Sofortige Lösung hilft bei der Bekämpfung von Waldbränden

EU-finanzierte Forscher entwickelten einen neuen Ansatz zur Bekämpfung von Waldbränden auf der Grundlage einer neuen Sofortschaumtechnologie.

Wasser ist das am häufigsten verwendete Material zur Waldbrandbekämpfung, aber seine Kühlleistung ist begrenzt, die Verteilung ist ungleichmäßig und die Piloten können das Ziel verfehlen. Diese Methode ist auch für das Flugzeug und die Besatzung gefährlich, da es heftige Luftturbulenzen über dem Feuer gibt.

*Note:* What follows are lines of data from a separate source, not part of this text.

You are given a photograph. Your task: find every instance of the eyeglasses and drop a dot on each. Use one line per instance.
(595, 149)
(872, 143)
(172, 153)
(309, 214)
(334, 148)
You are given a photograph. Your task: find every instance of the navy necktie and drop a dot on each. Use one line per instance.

Kurz- und Langzeitverzögerer werden auch zur Bekämpfung von Waldbränden eingesetzt, aber Langzeitverzögerer sind extrem teuer, wenn auch zweifellos wirksam. Schaum als kurzzeitiges Verzögerungsmittel ist viel billiger in der Anwendung und erhöht die Effizienz des Wassers beim Übergießen der Flammen, aber seine Wirksamkeit und Dauer sind geringer als langfristige Verzögerungsmittel.

Das von der EU geförderte Projekt Horizon 2020 I4F (Instant foam for fighting forest fire) entwickelte eine Technologie zur Herstellung eines langlebigen homogenen Schaums, der Brände besser löscht als herkömmliche Ansätze. Projektkoordinator und Geschäftsführer von SME TFEX Engineering, Dr. Istvan Szocs, sagt: „Unser I4F-System ist effektiver als herkömmliche Wasser- oder Schaummethoden und viel billiger als moderne Lösungen, wie z.B. der Einsatz von Retardants.

Weniger ist mehr

Derzeit wird das für die Waldbrandbekämpfung verwendete Material durch das Absetzen der Löschmittel aus einem Flugzeug hergestellt, das durch Reibung mit der Luft sofort aufschäumt. Die I4F-Technologie hingegen liefert den homogenen Schaumstrahl aus einer Düse.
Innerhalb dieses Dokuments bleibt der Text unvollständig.